Dla odporności, serca, odchudzania, na lepszy sen. Tak działa "chiński agrest"
Wystarczy jeden dorodny owoc, by zaspokoić nasze dzienne zapotrzebowanie na witaminę C. Przy okazji otrzymamy solidny zastrzyk przyjaznego sercu potasu. "Chiński agrest", czyli owoc kiwi, chociaż niepozorny, naprawdę sporo może zdziałać. Nawet wtedy, gdy śpisz.
W kuchni azjatyckiej ten owoc znany jest od wieków. Ponoć był cenionym przysmakiem na dworze Czyngis-chana. Pierwotnie nazywany "chińskim agrestem", popularną na całym świecie nazwę kiwi otrzymał dopiero w XX wieku. Podbój wszystkich kontynentów przypadł na lata 50. ubiegłego stulecia. Dziś chyba każde dziecko zna jego smak, chociaż w Polsce chyba sięgamy po niego zbyt rzadko.
Chiński agrest i kiwi - skąd ta nazwa
Chiński agrest dopiero na początku XX wieku trafił do Nowej Zelandii. Wyspiarze, zauważając jego duże podobieństwo do nowozelandzkiego ptaka kiwi, który ma podobny kolor i także charakterystyczne włoski, nadali mu tę samą nazwę.
Jest też wersja, jakoby nazwę nadano dlatego, że charakterystyczne ptaki dość szybko wprowadziły egzotyczny owoc do swojej diety i stąd inspiracja, ale wydaje się mniej prawdopodobna.
Kiwi i dobry sen
W ostatnich miesiącach pojawiło się sporo doniesień o korzystnym wpływie kiwi na jakość snu. Zazwyczaj oparte są o niewielkie obserwacje i nie wskazują, by można było traktować kiwi jako lek. Niewątpliwie jednak ma poprawiać jego jakość: ułatwiać zasypianie i poprawiać wykorzystanie przez organizm czasu przeznaczonego na sen.
jedne źródła zalecają, by kiwi zjeść godzinę przed snem, inne, że dwie. Wszystkie sugerują, żeby raczej nie najadać się przed samym spaniem.

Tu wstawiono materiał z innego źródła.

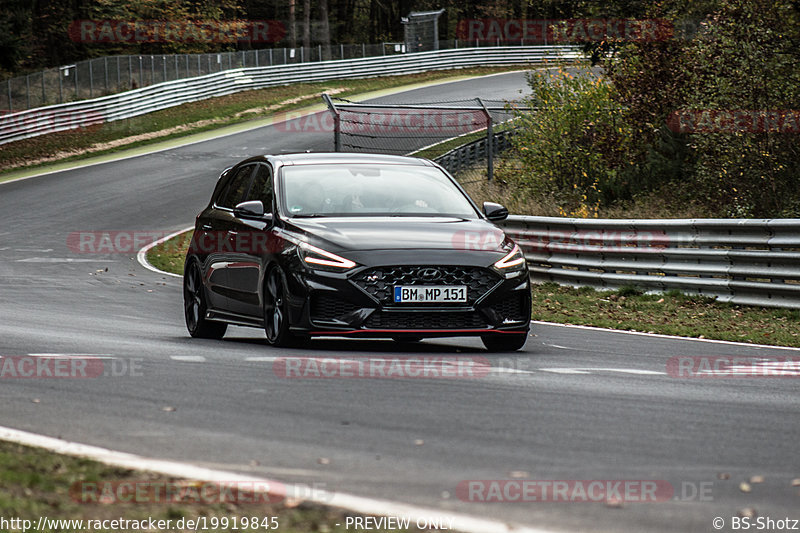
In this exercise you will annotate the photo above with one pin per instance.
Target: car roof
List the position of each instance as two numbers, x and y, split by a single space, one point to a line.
320 158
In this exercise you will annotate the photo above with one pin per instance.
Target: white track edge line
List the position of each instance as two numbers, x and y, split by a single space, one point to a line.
663 336
359 504
141 255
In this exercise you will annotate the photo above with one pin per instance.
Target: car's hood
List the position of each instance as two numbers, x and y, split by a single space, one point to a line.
404 233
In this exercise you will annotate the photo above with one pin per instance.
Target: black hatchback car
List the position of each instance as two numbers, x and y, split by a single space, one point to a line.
314 244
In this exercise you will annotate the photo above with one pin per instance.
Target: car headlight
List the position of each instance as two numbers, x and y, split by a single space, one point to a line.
319 259
512 264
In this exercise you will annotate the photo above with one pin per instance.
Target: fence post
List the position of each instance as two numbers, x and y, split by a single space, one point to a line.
337 141
489 142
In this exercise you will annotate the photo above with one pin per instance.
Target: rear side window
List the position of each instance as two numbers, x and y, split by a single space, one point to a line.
262 187
237 188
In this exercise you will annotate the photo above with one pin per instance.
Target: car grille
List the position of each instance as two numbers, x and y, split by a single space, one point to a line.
329 307
425 320
511 308
379 282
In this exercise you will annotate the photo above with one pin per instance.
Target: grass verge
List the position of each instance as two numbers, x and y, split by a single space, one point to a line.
671 313
200 116
38 483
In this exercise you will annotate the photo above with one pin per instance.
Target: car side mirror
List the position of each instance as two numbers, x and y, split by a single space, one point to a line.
251 209
495 212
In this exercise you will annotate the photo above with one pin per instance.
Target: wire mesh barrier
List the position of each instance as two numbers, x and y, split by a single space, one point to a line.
429 129
113 74
468 156
425 129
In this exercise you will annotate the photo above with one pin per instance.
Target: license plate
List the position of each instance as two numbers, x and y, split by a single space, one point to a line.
430 293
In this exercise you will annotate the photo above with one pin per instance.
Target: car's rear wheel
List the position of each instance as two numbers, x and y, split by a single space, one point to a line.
276 315
504 342
195 307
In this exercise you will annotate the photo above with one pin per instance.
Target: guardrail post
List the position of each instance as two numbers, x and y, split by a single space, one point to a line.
337 140
489 142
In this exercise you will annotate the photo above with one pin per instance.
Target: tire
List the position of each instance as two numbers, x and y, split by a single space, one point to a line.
504 342
195 307
276 315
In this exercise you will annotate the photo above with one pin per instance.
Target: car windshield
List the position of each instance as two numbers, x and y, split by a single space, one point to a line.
371 190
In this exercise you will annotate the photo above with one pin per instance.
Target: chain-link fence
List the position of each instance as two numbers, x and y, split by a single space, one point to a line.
457 133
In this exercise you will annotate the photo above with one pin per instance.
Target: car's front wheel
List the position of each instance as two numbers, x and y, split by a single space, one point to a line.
504 342
276 315
195 307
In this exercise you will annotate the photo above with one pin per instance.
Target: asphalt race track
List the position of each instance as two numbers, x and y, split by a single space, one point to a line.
575 404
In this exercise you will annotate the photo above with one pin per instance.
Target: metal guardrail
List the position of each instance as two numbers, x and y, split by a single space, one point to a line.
61 117
745 261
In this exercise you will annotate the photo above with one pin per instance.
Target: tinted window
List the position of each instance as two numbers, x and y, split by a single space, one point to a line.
356 190
262 187
234 193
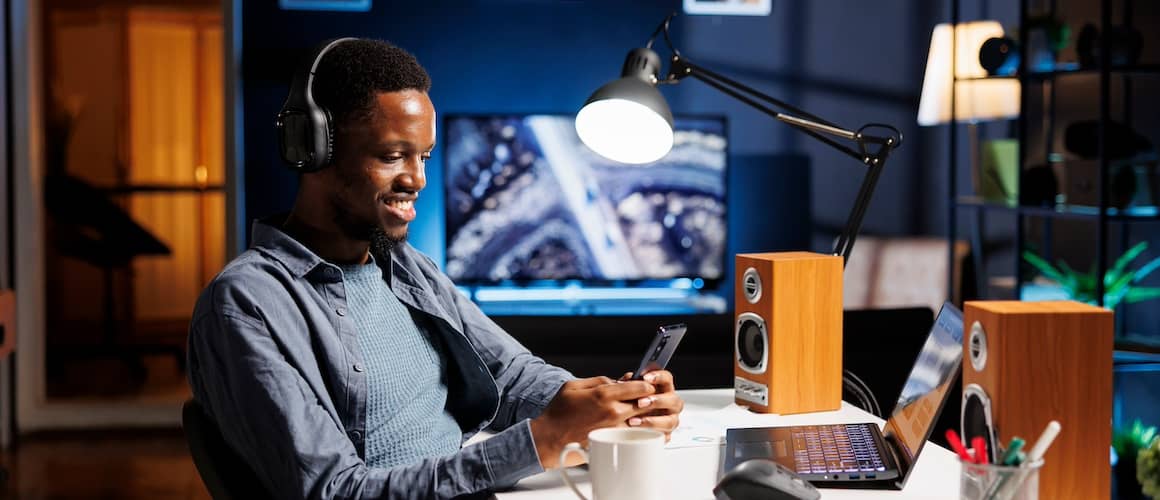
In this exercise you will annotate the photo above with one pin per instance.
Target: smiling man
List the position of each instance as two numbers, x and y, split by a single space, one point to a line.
340 362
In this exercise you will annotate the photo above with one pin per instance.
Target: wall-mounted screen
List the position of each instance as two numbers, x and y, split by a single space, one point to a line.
527 200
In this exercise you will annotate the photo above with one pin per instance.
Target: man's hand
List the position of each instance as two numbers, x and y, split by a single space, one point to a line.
588 404
665 405
584 405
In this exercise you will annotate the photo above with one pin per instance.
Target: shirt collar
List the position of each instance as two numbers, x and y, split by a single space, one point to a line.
267 237
301 261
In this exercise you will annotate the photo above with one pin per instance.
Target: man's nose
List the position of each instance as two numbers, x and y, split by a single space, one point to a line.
414 179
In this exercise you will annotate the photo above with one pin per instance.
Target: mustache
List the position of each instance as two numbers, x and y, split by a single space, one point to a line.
382 244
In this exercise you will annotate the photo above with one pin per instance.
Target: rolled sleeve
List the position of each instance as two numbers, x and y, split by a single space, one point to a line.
510 455
276 422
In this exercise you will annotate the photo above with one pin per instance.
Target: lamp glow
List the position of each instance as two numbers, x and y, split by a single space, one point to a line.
624 131
976 99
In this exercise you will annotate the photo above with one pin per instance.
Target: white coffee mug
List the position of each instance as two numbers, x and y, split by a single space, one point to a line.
623 463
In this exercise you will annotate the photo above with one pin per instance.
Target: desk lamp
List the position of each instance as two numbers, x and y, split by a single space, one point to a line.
789 304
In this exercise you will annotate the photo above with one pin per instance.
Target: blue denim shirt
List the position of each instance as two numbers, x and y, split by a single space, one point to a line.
274 359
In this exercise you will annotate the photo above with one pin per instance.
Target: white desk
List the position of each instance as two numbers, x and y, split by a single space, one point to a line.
694 470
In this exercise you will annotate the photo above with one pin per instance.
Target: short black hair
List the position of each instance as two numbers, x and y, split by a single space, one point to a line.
354 72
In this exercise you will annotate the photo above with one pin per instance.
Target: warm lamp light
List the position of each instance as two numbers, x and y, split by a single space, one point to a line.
977 99
629 121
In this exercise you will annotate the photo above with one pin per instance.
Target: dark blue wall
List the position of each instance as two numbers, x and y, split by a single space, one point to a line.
831 57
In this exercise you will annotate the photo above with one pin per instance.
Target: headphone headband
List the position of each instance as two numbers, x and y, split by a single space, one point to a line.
305 136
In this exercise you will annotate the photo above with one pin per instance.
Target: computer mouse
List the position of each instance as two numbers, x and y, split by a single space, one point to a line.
763 479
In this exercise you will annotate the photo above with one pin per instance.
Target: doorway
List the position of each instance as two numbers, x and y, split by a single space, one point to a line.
125 212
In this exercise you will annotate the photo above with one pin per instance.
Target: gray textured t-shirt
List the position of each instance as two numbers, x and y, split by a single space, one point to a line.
406 378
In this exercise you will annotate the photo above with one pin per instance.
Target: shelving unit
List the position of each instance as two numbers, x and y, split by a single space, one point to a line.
1103 215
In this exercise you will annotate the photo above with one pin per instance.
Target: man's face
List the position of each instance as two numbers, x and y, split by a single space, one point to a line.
378 167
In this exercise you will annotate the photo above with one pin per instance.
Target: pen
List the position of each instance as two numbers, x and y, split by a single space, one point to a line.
957 446
1013 450
1045 440
980 450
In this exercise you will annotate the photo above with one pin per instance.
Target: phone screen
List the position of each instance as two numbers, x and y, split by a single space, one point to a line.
660 349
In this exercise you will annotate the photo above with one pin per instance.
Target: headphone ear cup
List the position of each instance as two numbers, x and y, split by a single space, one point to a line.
327 156
319 138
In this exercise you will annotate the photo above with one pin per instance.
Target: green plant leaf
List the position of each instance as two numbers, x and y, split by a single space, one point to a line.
1119 285
1146 269
1140 294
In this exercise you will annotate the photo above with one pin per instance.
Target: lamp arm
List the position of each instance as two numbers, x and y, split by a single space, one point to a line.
814 127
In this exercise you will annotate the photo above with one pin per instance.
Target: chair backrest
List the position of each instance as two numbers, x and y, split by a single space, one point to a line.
225 475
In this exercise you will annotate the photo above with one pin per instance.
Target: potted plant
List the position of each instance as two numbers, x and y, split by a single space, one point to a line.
1119 283
1147 469
1128 442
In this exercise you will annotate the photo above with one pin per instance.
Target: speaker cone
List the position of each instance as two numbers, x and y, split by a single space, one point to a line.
751 342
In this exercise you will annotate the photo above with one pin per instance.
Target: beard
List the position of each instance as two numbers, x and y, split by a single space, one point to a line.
382 244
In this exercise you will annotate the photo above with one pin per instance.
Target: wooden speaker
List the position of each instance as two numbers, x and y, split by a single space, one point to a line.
1027 363
788 332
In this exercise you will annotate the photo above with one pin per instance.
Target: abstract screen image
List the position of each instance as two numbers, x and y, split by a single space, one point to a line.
527 200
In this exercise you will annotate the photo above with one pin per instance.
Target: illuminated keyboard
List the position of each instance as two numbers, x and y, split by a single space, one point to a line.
833 449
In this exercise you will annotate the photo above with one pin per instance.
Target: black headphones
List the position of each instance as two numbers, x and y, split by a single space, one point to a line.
305 137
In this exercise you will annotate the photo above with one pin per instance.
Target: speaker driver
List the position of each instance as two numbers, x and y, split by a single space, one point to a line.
978 347
751 282
751 342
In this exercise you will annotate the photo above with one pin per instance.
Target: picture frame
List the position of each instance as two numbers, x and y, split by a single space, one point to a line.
729 7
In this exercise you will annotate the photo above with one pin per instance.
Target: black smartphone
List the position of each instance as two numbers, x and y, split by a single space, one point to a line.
660 350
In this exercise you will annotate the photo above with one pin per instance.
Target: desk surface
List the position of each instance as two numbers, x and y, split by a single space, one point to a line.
694 456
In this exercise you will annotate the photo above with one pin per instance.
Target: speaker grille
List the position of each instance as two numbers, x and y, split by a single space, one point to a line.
751 284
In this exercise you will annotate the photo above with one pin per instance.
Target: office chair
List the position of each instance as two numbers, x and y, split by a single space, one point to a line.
225 475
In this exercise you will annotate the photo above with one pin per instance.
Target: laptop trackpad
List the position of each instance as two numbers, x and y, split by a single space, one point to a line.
760 449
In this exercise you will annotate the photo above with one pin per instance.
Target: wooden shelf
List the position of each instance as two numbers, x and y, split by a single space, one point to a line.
1066 211
1041 75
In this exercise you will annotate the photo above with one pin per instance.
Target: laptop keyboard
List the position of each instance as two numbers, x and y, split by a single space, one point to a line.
839 448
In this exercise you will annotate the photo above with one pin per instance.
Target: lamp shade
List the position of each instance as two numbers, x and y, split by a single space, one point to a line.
976 98
628 120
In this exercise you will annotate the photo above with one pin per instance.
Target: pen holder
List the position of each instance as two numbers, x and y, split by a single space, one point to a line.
1000 482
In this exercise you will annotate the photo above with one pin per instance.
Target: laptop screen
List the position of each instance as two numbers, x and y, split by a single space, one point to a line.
926 389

Zapewniają, że moc kiwi to skutek zawartości przeciwutleniaczy i serotoniny.
Może coś być na rzeczy, bo właśnie z serotoniny w organizmie wytwarzana jest melatonina, a ta już niewątpliwie związek ze snem ma silny.
Kiwi na odporność
Kiwi zawiera mnóstwo witaminy C, a ta jest kojarzona przede wszystkim ze wsparciem odporności w okresie infekcji.
Warto jednak pamiętać, że witamina ta pełni jeszcze wiele innych, ważnych funkcji w organizmie. Tym samym kiwi w diecie go wspiera w ich wypełnianiu.
Gdy jesz kiwi, zapobiegasz przedwczesnemu starzeniu komórek czy chronisz się przed anemią z niedoboru żelaza, ułatwiając jego przyswajanie.
Kiwi na odchudzanie
Witamina C jest niedocenianym zabójcą tłuszczu. W 100 g kiwi jest jej od 60 do 90 mg. W słynnym odchudzaczu grejpfrucie znajduje się jej mniej. Kiwi ma też przewagę pod względem zawartości błonnika.
Kiwi jest niskokaloryczne, a zarazem sycące. Drobne pestki kiwi to nie tylko dobry materiał na domowy peeling, ale również sposób na zaparcia. Naturalnie posprzątają w jelitach, szczególnie zjedzone na czczo, popite szklanką przegotowanej, ciepłej wody.
Kiwi dla serca
Potas kocha serce, a kiwi ma go naprawdę sporo. Niektóre odmiany mają go nawet więcej niż słynące z potasu banany. Zazwyczaj kiwi zawiera 290 mg potasu w 100 g kiwi. Podobną zawartość mają pomidory powszechnie uznawane za sercowych sojuszników.
Dlaczego potas jest ważny? To przede wszystkim regulator rytmu serca, który przy okazji wspiera koncentrację i dobry nastrój.